Plaintiff claims that the city created a hostile work environment, which was discriminatory based on race, color and gender. But there are no factual allegations that the behavior was directed at plaintiff or based on her race, color or gender. It appears the officers created and exchanged the videos and texts among themselves, and then plaintiff conclusorily asserts that she was ridiculed and berated because of how she handled taking disciplinary action against those involved. As such, plaintiff does not meet the high bar for establishing a hostile work environment under Title VII.

And the other conduct that plaintiff alleges, i.e., statements from various defendants, occurred after plaintiff was notified of her termination and placed on paid administrative leave. As precedent in this district has previously noted, “‘post- termination harassment’ does ‘not constitute evidence of a hostile work environment.’”

Finally, because there is no allegation that the city knew or should have known about the conduct before June 3, 2021, and no allegation that the city opposed plaintiff’s decision to investigate and discipline the involved officers, any purported hostile work environment is not imputable to the city.


Plaintiff also claims that the city, in terminating her, discriminated against her based on race, sex and color, in violation of Title VII. But, as a matter of law, the alleged comparators were not similarly situated to plaintiff or treated differently than plaintiff with respect to termination.

Plaintiff premises her Virginia Human Rights Act, or VHRA, claim on the same conduct as discussed for her Title VII claims. The city argues, and this court agrees, that the VHRA claim suffers from the same defects as her Title VII claim.


Plaintiff also asserts that the city terminated her employment in retaliation for engaging in protected activity. But Title VII does not protect participation in an employer’s internal investigation not associated with a formal EEOC charge. And plaintiff does not allege conduct opposing behavior prohibited by Title VII.
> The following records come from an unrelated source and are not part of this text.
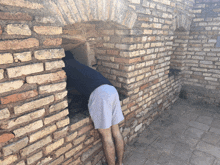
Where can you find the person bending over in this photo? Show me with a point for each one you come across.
(103, 104)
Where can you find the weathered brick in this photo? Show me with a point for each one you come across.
(71, 136)
(6, 137)
(26, 118)
(21, 163)
(0, 30)
(19, 44)
(8, 160)
(57, 161)
(42, 133)
(79, 124)
(48, 30)
(4, 113)
(79, 140)
(33, 104)
(91, 151)
(61, 95)
(63, 150)
(90, 140)
(144, 86)
(85, 129)
(22, 57)
(35, 157)
(63, 123)
(6, 58)
(45, 160)
(61, 133)
(73, 151)
(14, 147)
(22, 3)
(49, 54)
(113, 52)
(53, 42)
(10, 86)
(15, 16)
(26, 151)
(18, 29)
(29, 128)
(56, 116)
(68, 161)
(54, 146)
(25, 70)
(45, 19)
(46, 78)
(18, 97)
(54, 65)
(52, 88)
(127, 61)
(58, 106)
(1, 74)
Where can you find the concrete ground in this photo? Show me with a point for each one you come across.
(187, 134)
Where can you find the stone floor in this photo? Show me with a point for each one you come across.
(187, 134)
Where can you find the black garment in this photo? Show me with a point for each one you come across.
(83, 78)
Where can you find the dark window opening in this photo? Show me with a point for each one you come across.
(78, 103)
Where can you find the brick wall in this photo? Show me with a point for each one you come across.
(203, 58)
(132, 44)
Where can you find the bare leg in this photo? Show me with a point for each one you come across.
(119, 143)
(108, 145)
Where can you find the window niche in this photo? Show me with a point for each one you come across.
(83, 51)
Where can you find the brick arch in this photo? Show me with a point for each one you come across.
(182, 22)
(73, 11)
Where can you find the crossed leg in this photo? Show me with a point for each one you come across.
(109, 146)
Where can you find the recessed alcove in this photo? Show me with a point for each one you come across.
(81, 41)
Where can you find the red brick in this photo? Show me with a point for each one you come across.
(144, 86)
(19, 44)
(53, 42)
(131, 104)
(155, 81)
(152, 38)
(18, 97)
(6, 137)
(133, 60)
(113, 52)
(15, 16)
(130, 115)
(127, 61)
(85, 129)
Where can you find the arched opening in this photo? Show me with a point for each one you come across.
(80, 42)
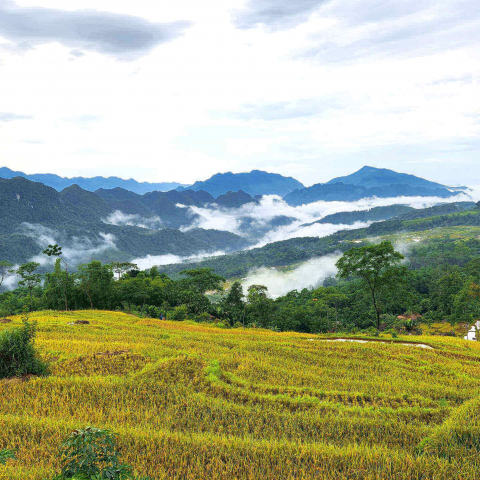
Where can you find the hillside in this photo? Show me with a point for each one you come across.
(254, 183)
(330, 192)
(382, 177)
(90, 184)
(194, 401)
(33, 215)
(376, 214)
(296, 250)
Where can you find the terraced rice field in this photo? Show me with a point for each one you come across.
(195, 402)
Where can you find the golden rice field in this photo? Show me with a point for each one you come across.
(195, 402)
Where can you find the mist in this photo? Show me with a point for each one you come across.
(310, 274)
(124, 219)
(272, 206)
(144, 263)
(75, 250)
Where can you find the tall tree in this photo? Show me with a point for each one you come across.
(377, 266)
(123, 267)
(201, 280)
(233, 304)
(56, 251)
(29, 279)
(5, 269)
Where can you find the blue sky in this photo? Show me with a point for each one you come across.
(180, 90)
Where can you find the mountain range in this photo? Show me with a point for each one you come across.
(381, 177)
(120, 223)
(32, 215)
(254, 183)
(90, 184)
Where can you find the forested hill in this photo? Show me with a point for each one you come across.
(382, 177)
(296, 250)
(33, 215)
(349, 193)
(254, 183)
(90, 184)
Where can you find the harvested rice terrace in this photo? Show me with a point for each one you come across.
(191, 401)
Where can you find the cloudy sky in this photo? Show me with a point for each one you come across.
(181, 89)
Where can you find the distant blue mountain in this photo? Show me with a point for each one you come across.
(382, 177)
(90, 184)
(254, 183)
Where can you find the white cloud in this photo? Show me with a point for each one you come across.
(310, 274)
(402, 77)
(75, 249)
(119, 218)
(149, 261)
(271, 206)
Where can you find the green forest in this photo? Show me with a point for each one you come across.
(437, 280)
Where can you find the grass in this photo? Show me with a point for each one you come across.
(191, 401)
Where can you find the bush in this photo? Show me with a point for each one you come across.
(203, 318)
(91, 454)
(6, 455)
(17, 352)
(179, 313)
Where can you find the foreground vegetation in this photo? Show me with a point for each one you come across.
(194, 401)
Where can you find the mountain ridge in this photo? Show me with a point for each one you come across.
(256, 182)
(382, 177)
(89, 183)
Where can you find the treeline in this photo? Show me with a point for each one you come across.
(440, 281)
(296, 250)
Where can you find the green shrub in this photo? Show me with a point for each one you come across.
(179, 313)
(6, 455)
(91, 454)
(203, 318)
(17, 352)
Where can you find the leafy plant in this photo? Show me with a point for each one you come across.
(92, 454)
(18, 356)
(6, 455)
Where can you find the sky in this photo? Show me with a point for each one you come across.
(179, 90)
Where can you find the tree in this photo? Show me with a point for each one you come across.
(259, 305)
(123, 267)
(96, 281)
(29, 279)
(56, 251)
(377, 266)
(201, 280)
(6, 455)
(5, 268)
(233, 304)
(92, 453)
(329, 298)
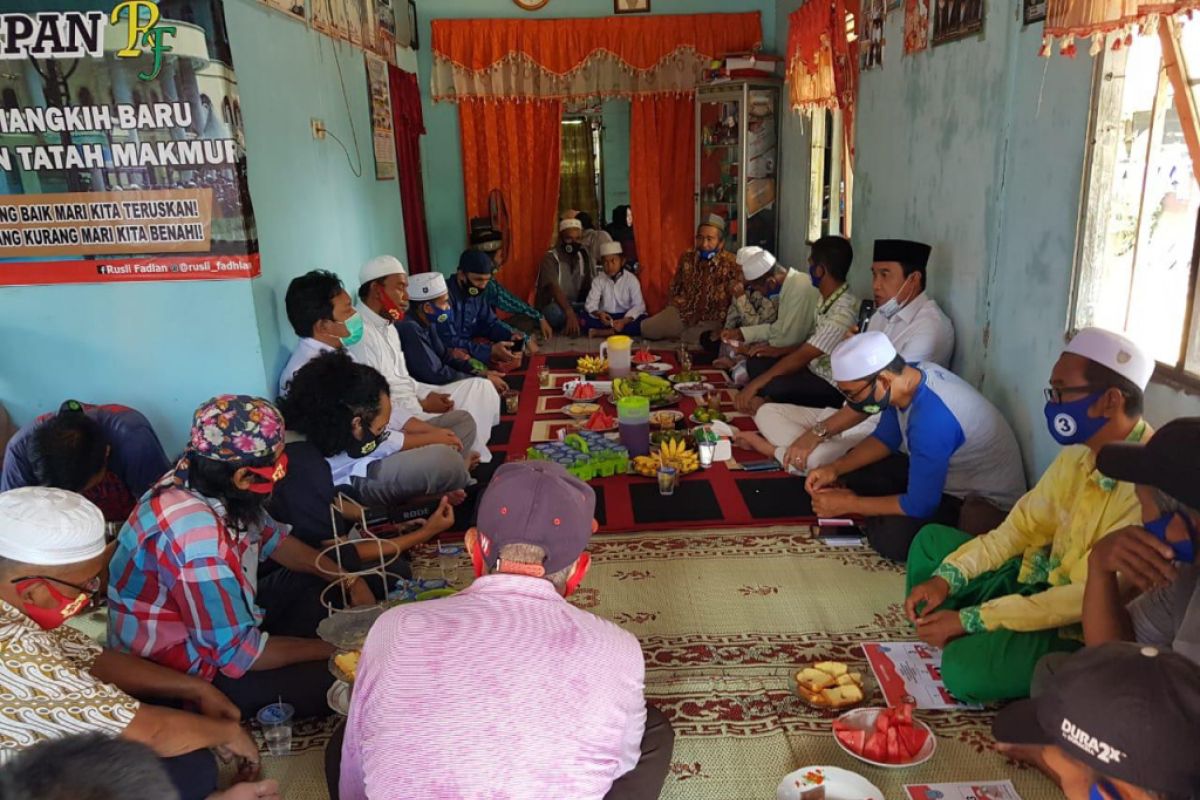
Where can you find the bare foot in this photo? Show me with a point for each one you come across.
(755, 441)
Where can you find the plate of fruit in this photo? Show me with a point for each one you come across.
(826, 783)
(885, 737)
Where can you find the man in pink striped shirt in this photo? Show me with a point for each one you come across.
(505, 690)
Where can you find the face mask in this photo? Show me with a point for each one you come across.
(354, 325)
(1069, 423)
(52, 618)
(1183, 551)
(892, 307)
(369, 446)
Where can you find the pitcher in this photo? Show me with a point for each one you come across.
(618, 349)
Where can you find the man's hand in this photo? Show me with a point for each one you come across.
(833, 503)
(1139, 557)
(925, 599)
(437, 403)
(940, 629)
(798, 451)
(821, 477)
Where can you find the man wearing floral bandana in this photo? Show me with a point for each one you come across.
(184, 585)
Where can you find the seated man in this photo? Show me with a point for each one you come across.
(801, 374)
(426, 354)
(564, 277)
(615, 304)
(700, 288)
(802, 438)
(109, 453)
(184, 587)
(57, 683)
(939, 440)
(514, 632)
(999, 602)
(417, 407)
(473, 317)
(1120, 722)
(779, 331)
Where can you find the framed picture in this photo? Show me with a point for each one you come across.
(954, 19)
(630, 6)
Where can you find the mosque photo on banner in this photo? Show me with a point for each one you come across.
(123, 163)
(954, 19)
(873, 53)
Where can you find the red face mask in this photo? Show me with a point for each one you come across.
(270, 475)
(67, 606)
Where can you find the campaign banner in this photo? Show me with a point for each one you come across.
(121, 148)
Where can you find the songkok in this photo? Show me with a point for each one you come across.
(1115, 352)
(48, 527)
(912, 253)
(755, 262)
(862, 356)
(427, 286)
(381, 266)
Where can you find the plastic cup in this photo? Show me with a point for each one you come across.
(276, 721)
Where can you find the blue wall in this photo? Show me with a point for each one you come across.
(441, 152)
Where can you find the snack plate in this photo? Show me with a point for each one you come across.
(839, 783)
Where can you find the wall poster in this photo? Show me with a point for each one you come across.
(121, 148)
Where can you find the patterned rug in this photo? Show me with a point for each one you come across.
(724, 619)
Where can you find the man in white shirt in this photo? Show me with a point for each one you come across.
(417, 408)
(805, 438)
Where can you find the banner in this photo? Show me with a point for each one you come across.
(121, 146)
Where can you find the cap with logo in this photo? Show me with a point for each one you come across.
(427, 286)
(755, 262)
(1127, 710)
(1167, 462)
(862, 356)
(1115, 352)
(537, 503)
(381, 266)
(46, 527)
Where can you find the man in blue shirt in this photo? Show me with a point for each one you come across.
(937, 441)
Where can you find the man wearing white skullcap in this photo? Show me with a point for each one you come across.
(55, 681)
(939, 440)
(564, 277)
(1001, 601)
(615, 304)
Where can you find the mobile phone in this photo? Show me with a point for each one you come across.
(865, 311)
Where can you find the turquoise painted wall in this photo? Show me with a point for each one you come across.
(977, 148)
(439, 150)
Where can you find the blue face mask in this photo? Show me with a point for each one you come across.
(1185, 551)
(1069, 423)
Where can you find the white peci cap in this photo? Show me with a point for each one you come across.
(861, 356)
(1115, 352)
(381, 266)
(755, 262)
(426, 286)
(46, 527)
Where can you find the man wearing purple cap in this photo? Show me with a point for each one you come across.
(505, 689)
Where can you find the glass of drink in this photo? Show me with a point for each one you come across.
(276, 721)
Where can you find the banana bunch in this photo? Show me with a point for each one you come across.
(592, 365)
(643, 385)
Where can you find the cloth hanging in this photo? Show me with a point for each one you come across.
(408, 126)
(575, 59)
(661, 185)
(516, 149)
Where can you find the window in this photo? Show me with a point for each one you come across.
(1135, 260)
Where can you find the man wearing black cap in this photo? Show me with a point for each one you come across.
(1119, 722)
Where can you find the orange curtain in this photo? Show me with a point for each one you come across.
(661, 187)
(515, 148)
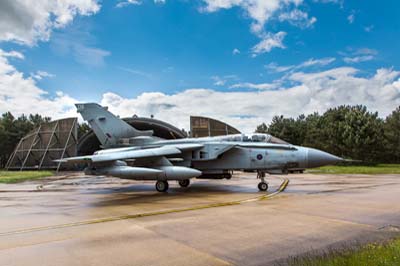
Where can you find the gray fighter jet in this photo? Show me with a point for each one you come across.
(133, 154)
If the court were to find that plaintiff engaged in protected activity, plaintiff would still need to plead facts that, taken as true, would establish that her termination was casually connected to her investigation and discipline of officers. The court has already addressed that the city supported plaintiff’s decision to discipline the officers, thus undermining any argument for a causal connection.
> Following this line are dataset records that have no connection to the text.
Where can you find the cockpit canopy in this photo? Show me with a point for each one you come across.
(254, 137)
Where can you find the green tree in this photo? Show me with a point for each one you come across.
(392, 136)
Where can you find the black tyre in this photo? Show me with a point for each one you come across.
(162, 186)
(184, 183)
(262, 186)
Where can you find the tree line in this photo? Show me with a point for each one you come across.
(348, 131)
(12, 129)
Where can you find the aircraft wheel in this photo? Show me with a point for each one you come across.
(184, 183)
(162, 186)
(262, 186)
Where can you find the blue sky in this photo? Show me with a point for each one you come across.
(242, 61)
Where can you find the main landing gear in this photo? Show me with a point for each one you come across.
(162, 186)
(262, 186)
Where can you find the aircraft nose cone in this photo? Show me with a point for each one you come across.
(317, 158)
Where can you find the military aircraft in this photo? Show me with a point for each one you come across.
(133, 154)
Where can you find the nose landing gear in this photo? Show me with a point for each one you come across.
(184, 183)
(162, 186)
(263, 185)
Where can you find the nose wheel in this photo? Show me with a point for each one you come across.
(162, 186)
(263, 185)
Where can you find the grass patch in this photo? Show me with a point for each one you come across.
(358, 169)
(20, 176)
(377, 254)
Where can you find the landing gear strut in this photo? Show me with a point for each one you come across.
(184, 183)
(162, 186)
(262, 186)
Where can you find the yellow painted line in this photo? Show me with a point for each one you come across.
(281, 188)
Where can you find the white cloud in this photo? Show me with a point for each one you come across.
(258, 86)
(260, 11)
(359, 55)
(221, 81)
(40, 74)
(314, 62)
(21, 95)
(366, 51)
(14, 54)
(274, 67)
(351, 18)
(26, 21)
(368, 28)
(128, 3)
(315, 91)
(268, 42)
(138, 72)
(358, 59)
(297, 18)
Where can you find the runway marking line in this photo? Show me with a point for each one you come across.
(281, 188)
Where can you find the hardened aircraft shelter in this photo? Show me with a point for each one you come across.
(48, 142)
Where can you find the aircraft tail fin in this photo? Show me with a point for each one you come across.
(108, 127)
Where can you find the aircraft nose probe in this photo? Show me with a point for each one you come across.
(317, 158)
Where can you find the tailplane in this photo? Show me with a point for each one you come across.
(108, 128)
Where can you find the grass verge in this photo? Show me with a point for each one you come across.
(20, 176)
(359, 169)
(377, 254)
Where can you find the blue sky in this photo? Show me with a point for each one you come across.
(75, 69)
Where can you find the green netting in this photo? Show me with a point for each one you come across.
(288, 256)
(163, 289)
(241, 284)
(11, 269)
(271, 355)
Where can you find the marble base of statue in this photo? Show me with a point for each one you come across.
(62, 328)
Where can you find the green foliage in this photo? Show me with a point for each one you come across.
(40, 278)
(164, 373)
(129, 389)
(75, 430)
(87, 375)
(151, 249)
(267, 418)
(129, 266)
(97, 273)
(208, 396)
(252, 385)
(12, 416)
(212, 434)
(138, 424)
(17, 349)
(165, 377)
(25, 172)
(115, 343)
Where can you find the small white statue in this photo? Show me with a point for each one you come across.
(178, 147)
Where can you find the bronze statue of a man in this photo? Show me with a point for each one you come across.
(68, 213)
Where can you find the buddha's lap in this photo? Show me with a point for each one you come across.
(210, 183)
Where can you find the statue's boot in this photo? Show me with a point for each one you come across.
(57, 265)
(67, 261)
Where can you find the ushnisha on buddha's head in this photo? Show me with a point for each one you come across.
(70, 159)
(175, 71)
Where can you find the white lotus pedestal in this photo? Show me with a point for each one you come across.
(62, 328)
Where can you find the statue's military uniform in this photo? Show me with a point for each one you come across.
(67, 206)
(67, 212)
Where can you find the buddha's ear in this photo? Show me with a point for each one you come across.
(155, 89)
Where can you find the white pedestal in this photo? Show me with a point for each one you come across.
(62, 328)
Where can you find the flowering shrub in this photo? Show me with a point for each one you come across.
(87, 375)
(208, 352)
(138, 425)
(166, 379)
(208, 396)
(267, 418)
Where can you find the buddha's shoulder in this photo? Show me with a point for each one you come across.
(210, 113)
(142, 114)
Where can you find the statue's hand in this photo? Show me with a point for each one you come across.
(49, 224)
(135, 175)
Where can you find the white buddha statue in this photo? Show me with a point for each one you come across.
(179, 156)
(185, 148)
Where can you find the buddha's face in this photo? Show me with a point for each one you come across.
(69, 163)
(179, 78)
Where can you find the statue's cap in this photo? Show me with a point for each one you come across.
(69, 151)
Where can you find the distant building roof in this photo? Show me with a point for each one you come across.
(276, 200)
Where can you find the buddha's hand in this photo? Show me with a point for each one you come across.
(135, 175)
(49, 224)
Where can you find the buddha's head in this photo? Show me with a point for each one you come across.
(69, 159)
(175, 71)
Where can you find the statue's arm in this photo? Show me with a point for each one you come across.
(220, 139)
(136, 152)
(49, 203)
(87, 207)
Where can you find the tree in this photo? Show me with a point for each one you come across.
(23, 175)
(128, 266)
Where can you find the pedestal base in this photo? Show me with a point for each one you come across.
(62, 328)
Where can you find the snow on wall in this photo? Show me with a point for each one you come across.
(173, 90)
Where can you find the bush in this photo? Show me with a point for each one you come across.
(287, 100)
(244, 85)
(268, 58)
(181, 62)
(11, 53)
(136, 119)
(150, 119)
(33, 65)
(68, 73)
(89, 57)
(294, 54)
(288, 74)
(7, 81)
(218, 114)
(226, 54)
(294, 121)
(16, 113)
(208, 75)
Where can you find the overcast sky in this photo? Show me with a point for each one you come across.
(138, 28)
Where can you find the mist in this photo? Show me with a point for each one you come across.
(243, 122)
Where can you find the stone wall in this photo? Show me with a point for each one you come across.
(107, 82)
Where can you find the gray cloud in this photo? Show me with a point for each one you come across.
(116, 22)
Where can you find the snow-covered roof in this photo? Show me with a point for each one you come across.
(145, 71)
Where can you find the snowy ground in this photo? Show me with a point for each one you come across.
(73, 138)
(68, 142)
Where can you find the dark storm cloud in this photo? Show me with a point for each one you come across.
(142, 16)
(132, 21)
The behaviors in the videos that prompted plaintiff’s investigation do not fit within the definition of “abuse” or “wrongdoing” under the statute. And because plaintiff was not requested to participate in an investigation or inquiry, she does not fall within the statute’s retaliation provision.

Defendants’ motions to dismiss granted.

Brackney-Wheelock v. City of Charlottesville, Case No. 3:22-cv-00035, Jan. 20, 2023. WDVA at Charlottesville (Moon). VLW 023-3-026. 39 pp.